Melding Body and Bionics
Of the many hurdles on the road to creating a Halfaker-friendly prosthetic, one of the most critical is the socket, the place where flesh and prosthetic meet. There have been plenty of socket innovations, including vacuum sockets that suspend the limb and suction sockets that add or remove fluid to maintain a consistent fit. But the best option would be to get rid of the socket altogether.
In 1952 Swedish orthopedist Per-Ingvar Branemark discovered that a titanium rod inserted in a rabbit´s bone fused well. He called it osseointegration, and the technique has worked wonderfully for dental implants, false teeth built on rods anchored in the patient´s underlying bone. In 1990 Branemark´s son, Rickard, an orthopedic surgeon at Sahlgren University Hospital in Gothenburg, Sweden, surgically implanted rods into human patients´ bones to act as a stable base for a prosthetic arm or leg. But several patients suffered complications. The skin never fused around the rod, acting as if it were a wound, and infections sprouted.
At Brown, molecular biologist Jeffrey Morgan and dean of engineering Clyde Briant are seeking ways to stop such infections. Briant is experimenting with titanium and alloys in search of a combination that is strong yet compatible with human tissue. Morgan is growing skin cells that will cling to the metal, forming a natural seal. It shouldn't be impossible: "Brown students," he observes, "have pierced noses."
Once science figures out better ways to attach artificial limbs, prosthetics themselves need to become smarter, able to act on signals sent directly from the brain. Consider the case of Jesse Sullivan, a power lineman from Dayton, Tennessee, who lost both arms at the shoulder after being electrocuted on the job in 2001. A year later, doctors transferred four nerves (which were no longer infusing muscle) that had controlled his left arm out of his shoulder area and into his pectoral muscles. Six months after that, Todd Kuiken, director of the Rehabilitation Institute of Chicago´s Neural Engineering Center for Artificial Limbs, detected signals in the nerves. Kuiken´s team studded the surface of Sullivan´s chest with electrodes and joined them with wires to a multi-jointed prosthetic. The goal was to connect brain to artificial arm by redirecting signals from Sullivan's severed nerves. It worked. When doctors asked Sullivan to think about opening his hand, the device, almost instinctively, sprung open. "It was the greatest feeling I'd had since I'd been hurt," Sullivan says. He can now eat, mow the lawn, and do his laundry, but his arm fulfills only a small fraction of the nerves´ potential power. The nerve for hand closing controls at least 20 muscles, Kuiken says, "and I'm using it for just two different signals. If we tease it out, we might get better and better control." Kuiken is now developing sensors that will allow Sullivan to feel what he is touching.

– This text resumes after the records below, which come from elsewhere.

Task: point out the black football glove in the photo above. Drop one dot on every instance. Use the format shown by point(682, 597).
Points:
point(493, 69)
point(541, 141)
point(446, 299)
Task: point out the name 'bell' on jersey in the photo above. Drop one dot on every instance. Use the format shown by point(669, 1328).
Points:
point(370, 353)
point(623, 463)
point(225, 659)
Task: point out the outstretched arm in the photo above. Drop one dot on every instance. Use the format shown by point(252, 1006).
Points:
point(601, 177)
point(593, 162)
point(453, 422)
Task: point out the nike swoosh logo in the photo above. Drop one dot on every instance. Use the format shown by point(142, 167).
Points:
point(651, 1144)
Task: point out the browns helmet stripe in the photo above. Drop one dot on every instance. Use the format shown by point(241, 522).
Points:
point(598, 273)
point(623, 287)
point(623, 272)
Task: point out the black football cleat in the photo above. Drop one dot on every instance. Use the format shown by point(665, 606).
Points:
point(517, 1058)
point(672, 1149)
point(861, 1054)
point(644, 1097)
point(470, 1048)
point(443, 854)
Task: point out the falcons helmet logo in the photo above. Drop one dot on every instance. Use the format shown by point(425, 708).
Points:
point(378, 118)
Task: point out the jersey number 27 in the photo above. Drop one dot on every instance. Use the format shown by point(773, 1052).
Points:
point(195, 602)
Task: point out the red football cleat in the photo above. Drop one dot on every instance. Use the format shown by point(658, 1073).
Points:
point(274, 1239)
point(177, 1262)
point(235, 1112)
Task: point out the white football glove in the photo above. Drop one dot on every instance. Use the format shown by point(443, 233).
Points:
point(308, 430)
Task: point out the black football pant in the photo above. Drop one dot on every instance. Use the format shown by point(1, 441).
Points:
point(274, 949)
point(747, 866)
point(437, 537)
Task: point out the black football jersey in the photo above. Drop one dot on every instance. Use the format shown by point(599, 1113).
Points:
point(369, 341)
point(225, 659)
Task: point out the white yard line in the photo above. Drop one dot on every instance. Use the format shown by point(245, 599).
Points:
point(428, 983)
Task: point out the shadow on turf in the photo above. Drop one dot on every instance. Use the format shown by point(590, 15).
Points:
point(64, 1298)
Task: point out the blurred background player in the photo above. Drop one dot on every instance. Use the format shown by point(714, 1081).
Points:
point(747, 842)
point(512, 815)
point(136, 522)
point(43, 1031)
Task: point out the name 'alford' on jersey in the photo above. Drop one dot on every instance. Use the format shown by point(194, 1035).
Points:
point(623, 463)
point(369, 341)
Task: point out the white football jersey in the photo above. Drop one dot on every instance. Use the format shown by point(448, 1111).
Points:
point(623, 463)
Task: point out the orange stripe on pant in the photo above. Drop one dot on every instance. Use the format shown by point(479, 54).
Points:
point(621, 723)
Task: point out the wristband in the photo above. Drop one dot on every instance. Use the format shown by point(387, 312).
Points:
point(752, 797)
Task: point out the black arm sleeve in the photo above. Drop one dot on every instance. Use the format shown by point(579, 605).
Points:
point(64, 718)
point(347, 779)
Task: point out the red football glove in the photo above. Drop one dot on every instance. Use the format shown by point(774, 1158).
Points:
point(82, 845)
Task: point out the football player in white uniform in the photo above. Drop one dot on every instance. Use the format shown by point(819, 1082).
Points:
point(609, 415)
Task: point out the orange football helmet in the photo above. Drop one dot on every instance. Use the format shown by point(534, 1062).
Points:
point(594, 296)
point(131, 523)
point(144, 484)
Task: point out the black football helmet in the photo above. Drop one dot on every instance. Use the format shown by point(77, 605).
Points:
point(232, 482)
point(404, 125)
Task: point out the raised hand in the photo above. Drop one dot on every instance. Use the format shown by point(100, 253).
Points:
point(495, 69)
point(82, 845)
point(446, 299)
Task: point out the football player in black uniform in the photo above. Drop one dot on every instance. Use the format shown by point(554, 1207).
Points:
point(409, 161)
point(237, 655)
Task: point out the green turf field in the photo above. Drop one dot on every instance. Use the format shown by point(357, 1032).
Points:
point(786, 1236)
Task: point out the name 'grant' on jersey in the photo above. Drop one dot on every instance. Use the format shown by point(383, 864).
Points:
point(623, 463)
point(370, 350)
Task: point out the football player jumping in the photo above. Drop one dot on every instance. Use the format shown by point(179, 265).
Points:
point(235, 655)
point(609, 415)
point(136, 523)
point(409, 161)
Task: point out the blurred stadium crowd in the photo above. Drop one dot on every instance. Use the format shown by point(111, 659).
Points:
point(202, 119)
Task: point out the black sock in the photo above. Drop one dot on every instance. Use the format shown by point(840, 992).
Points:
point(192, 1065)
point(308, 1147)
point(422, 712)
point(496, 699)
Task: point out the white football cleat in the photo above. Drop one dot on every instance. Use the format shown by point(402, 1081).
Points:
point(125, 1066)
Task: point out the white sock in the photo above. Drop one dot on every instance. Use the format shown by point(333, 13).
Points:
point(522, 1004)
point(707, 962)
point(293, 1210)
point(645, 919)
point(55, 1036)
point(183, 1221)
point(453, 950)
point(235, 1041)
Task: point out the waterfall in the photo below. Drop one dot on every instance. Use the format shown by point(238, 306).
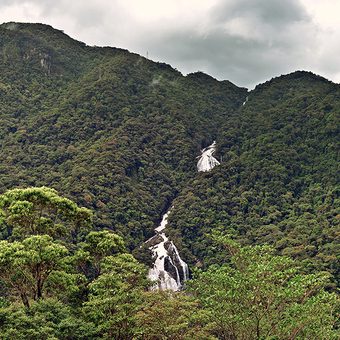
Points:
point(168, 263)
point(206, 160)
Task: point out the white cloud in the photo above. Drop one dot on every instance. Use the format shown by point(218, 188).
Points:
point(245, 41)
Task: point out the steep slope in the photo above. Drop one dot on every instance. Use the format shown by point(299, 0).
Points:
point(109, 129)
point(279, 179)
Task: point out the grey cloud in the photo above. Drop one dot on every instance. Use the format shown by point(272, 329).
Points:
point(273, 12)
point(245, 61)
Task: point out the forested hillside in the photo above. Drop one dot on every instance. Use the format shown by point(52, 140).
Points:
point(119, 134)
point(111, 130)
point(100, 138)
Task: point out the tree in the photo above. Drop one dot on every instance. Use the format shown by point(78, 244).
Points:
point(263, 296)
point(38, 211)
point(166, 315)
point(116, 296)
point(46, 320)
point(27, 266)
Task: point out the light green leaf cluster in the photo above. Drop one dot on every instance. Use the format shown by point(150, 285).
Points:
point(260, 295)
point(39, 211)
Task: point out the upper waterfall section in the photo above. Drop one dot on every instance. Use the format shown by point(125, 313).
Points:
point(206, 161)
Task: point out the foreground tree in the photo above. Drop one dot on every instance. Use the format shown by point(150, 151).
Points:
point(262, 296)
point(166, 315)
point(38, 211)
point(30, 267)
point(116, 296)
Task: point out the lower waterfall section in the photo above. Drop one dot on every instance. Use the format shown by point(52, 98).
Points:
point(169, 270)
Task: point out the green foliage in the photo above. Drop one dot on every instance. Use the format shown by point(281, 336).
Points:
point(116, 296)
point(46, 319)
point(27, 266)
point(263, 296)
point(37, 211)
point(166, 315)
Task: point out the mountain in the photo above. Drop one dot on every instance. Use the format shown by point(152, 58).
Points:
point(119, 134)
point(113, 131)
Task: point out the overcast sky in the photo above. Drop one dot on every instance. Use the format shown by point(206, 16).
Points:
point(244, 41)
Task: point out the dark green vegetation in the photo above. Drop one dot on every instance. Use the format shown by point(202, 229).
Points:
point(113, 131)
point(119, 134)
point(94, 290)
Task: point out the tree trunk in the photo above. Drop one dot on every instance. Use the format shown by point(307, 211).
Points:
point(24, 299)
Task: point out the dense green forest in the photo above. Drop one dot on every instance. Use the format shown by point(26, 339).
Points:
point(108, 140)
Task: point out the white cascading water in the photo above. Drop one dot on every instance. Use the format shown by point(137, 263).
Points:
point(164, 279)
point(206, 161)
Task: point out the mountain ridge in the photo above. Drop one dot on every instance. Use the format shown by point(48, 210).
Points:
point(119, 134)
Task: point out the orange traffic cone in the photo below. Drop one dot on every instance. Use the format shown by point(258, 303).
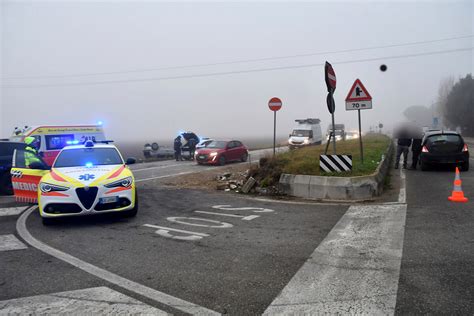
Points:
point(457, 195)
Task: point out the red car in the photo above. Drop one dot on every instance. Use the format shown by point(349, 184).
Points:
point(221, 152)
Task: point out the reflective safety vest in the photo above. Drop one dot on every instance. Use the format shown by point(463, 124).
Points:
point(31, 156)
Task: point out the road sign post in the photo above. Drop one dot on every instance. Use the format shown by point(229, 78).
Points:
point(275, 105)
point(330, 78)
point(359, 99)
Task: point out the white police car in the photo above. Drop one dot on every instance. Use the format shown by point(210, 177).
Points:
point(85, 179)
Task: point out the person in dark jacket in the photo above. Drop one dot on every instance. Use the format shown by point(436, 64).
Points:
point(177, 148)
point(415, 151)
point(403, 146)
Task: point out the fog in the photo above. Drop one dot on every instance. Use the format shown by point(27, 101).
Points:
point(127, 63)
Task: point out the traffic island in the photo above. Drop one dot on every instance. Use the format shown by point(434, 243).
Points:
point(343, 187)
point(297, 173)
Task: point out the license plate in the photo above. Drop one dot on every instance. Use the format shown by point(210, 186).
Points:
point(108, 199)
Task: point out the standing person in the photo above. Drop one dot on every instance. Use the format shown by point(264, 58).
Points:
point(31, 151)
point(415, 151)
point(192, 147)
point(403, 146)
point(177, 148)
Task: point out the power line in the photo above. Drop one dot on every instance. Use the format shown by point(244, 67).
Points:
point(242, 61)
point(238, 71)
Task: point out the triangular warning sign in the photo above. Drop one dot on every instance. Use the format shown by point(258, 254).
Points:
point(358, 93)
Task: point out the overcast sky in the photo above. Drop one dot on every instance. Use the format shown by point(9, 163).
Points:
point(44, 45)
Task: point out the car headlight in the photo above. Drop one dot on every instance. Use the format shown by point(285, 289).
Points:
point(48, 187)
point(125, 182)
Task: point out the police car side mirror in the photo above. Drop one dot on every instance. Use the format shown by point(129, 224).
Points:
point(130, 161)
point(38, 166)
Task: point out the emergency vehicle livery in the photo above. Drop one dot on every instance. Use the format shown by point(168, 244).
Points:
point(85, 179)
point(52, 139)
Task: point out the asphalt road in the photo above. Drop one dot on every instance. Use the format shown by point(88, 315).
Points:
point(237, 270)
point(437, 272)
point(169, 168)
point(187, 253)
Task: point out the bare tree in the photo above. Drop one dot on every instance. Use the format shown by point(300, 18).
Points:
point(440, 107)
point(459, 106)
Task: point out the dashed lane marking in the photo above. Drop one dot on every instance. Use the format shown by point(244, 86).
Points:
point(402, 196)
point(355, 270)
point(11, 211)
point(10, 242)
point(92, 301)
point(113, 278)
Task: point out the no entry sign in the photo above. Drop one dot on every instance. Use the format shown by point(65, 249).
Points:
point(274, 104)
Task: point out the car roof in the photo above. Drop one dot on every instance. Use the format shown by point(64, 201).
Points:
point(83, 146)
point(441, 132)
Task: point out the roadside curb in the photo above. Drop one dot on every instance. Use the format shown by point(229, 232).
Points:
point(338, 188)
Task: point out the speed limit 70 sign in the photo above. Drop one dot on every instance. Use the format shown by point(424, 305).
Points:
point(358, 97)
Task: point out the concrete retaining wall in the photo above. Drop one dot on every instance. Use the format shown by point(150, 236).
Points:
point(338, 188)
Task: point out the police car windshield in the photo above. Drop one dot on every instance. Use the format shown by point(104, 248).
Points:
point(88, 157)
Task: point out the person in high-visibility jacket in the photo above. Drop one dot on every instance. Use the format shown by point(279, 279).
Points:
point(31, 152)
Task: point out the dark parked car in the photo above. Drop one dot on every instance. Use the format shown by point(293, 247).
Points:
point(6, 154)
point(221, 152)
point(443, 147)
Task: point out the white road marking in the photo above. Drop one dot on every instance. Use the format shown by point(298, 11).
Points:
point(158, 167)
point(122, 282)
point(355, 270)
point(345, 203)
point(165, 232)
point(402, 196)
point(10, 242)
point(254, 209)
point(244, 218)
point(92, 301)
point(171, 175)
point(180, 221)
point(10, 211)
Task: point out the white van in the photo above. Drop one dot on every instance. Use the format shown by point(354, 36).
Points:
point(306, 132)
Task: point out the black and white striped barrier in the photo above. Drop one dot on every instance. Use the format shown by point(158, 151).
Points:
point(335, 163)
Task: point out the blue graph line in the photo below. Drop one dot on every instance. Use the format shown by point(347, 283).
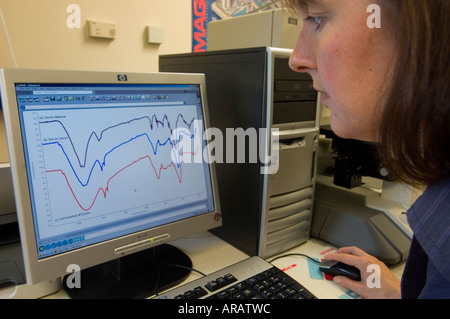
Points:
point(102, 165)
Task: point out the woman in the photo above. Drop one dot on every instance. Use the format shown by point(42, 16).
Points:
point(389, 84)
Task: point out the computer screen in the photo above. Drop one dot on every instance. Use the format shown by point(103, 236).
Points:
point(106, 164)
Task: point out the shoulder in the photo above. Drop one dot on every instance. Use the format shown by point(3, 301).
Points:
point(429, 219)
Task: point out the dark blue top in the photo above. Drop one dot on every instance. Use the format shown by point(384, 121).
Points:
point(427, 270)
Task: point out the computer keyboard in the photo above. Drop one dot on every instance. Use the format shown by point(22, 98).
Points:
point(253, 278)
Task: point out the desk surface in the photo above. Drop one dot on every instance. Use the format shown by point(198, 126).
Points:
point(209, 254)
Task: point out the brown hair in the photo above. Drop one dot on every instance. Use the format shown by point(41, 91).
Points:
point(415, 126)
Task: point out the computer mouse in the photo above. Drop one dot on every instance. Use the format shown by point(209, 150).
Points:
point(336, 268)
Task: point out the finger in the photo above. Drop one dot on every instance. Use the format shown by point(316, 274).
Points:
point(352, 250)
point(347, 283)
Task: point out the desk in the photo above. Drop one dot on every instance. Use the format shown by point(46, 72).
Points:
point(210, 253)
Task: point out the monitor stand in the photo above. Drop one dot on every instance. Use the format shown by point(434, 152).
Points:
point(139, 275)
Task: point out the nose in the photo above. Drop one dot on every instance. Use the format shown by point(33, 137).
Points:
point(302, 58)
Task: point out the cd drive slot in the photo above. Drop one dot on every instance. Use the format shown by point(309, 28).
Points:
point(140, 243)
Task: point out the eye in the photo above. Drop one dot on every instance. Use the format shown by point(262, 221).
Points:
point(316, 20)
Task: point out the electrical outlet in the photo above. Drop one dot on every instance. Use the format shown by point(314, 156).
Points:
point(106, 30)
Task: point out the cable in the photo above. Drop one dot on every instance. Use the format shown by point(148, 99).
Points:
point(295, 254)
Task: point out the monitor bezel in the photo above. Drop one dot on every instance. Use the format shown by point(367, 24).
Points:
point(38, 270)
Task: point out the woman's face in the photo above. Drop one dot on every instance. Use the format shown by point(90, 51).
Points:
point(349, 62)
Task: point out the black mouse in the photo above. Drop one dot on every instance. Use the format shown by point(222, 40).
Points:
point(335, 268)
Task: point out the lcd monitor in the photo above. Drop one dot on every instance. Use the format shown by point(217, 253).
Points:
point(107, 169)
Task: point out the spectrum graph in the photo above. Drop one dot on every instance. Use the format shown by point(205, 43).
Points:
point(89, 165)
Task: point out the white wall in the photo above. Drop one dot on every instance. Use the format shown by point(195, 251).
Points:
point(40, 37)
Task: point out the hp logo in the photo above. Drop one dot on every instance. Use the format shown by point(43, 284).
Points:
point(122, 77)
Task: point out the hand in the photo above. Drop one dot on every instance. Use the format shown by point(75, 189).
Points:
point(389, 284)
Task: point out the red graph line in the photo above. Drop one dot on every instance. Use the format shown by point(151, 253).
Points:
point(105, 190)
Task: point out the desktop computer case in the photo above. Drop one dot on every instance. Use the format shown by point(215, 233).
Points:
point(263, 214)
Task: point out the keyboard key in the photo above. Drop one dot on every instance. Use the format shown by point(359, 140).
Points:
point(212, 285)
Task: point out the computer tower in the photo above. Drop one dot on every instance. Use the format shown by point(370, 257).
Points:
point(254, 88)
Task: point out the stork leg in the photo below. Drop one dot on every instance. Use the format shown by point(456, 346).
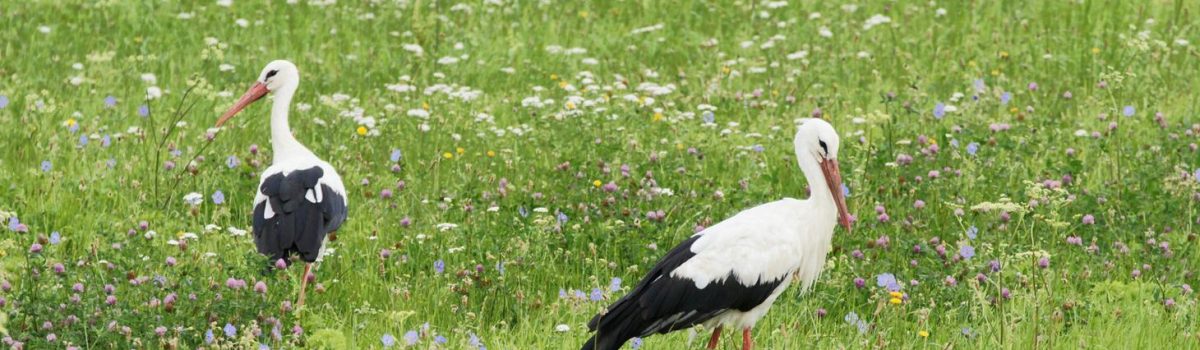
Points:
point(717, 336)
point(304, 282)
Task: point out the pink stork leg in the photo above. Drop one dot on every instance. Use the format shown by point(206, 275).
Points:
point(717, 336)
point(304, 282)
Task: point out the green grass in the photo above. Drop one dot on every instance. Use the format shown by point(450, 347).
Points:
point(879, 86)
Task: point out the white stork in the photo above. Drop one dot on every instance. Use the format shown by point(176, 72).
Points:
point(730, 273)
point(300, 198)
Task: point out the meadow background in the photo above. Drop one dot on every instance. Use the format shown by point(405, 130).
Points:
point(1025, 170)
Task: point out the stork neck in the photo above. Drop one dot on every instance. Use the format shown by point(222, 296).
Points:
point(282, 142)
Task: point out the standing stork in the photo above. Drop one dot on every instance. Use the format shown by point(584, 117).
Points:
point(300, 198)
point(730, 273)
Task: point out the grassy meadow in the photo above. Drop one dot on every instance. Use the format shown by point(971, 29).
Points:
point(1025, 170)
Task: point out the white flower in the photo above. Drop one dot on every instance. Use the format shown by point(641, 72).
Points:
point(415, 49)
point(193, 199)
point(154, 92)
point(876, 20)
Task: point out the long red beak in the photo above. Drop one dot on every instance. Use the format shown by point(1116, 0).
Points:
point(251, 95)
point(833, 179)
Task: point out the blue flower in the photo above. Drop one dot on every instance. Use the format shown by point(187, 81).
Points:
point(966, 252)
point(888, 281)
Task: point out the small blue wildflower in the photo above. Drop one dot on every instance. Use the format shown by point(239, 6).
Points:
point(966, 252)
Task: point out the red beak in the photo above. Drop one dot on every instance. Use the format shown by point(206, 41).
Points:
point(833, 179)
point(251, 95)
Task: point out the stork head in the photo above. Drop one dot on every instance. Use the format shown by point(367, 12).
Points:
point(817, 142)
point(277, 76)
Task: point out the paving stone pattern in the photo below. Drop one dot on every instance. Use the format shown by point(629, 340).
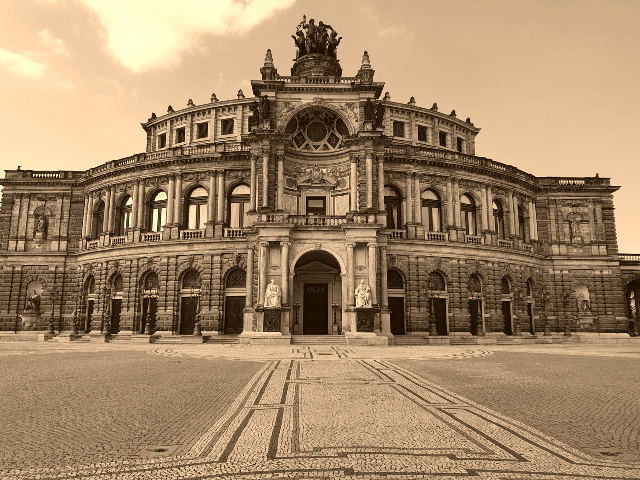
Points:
point(589, 402)
point(323, 412)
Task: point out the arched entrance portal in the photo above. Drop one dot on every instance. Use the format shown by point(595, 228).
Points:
point(317, 294)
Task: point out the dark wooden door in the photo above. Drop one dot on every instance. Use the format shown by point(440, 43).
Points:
point(233, 314)
point(440, 312)
point(532, 324)
point(149, 309)
point(116, 308)
point(315, 317)
point(188, 307)
point(474, 311)
point(396, 305)
point(87, 327)
point(506, 316)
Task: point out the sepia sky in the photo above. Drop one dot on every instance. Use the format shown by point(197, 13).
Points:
point(553, 84)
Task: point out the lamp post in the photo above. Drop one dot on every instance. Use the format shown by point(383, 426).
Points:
point(54, 297)
point(566, 298)
point(545, 301)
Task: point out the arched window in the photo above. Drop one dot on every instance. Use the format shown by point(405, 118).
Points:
point(392, 205)
point(394, 280)
point(475, 285)
point(124, 218)
point(237, 278)
point(158, 212)
point(468, 215)
point(190, 280)
point(505, 286)
point(239, 206)
point(431, 211)
point(436, 282)
point(99, 219)
point(196, 208)
point(498, 219)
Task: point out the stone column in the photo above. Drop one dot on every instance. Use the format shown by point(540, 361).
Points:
point(178, 200)
point(490, 207)
point(369, 163)
point(220, 215)
point(253, 186)
point(107, 206)
point(84, 216)
point(262, 271)
point(212, 198)
point(280, 202)
point(418, 199)
point(134, 206)
point(373, 272)
point(409, 197)
point(380, 183)
point(171, 198)
point(141, 208)
point(353, 181)
point(265, 179)
point(449, 202)
point(351, 301)
point(484, 209)
point(456, 202)
point(284, 265)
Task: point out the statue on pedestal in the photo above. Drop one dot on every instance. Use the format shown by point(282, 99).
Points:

Another way to power artificial limbs is to bypass the nerves and tap directly into the brain. That´s what John Donoghue, director of Brown´s Brain Science program and the chief scientific officer at Cyberkinetics Neurotechnology Systems in Foxborough, Massachusetts, is working toward with the invention of BrainGate, a chip that was implanted in 2004 into paralyzed 25-year-old stabbing victim Matt Nagle. With the four-millimeter-square chip in his primary motor cortex, Nagle thinks about moving a cursor on the computer screen to the right. His neurons fire in a certain pattern, and those data are transmitted through a plug affixed to his skull to the computer, which moves the cursor. Soon, BrainGate´s developers got really ambitious. They lay a prosthetic arm, tethered to the computer, on Nagle´s lap and told him to open the hand. He did, just by thinking, and swore in amazement as the hand unfurled. Donoghue promises that future versions will operate wirelessly; Cyberkinetics is developing a control system that uses wireless transmitters and fully implantable power sources.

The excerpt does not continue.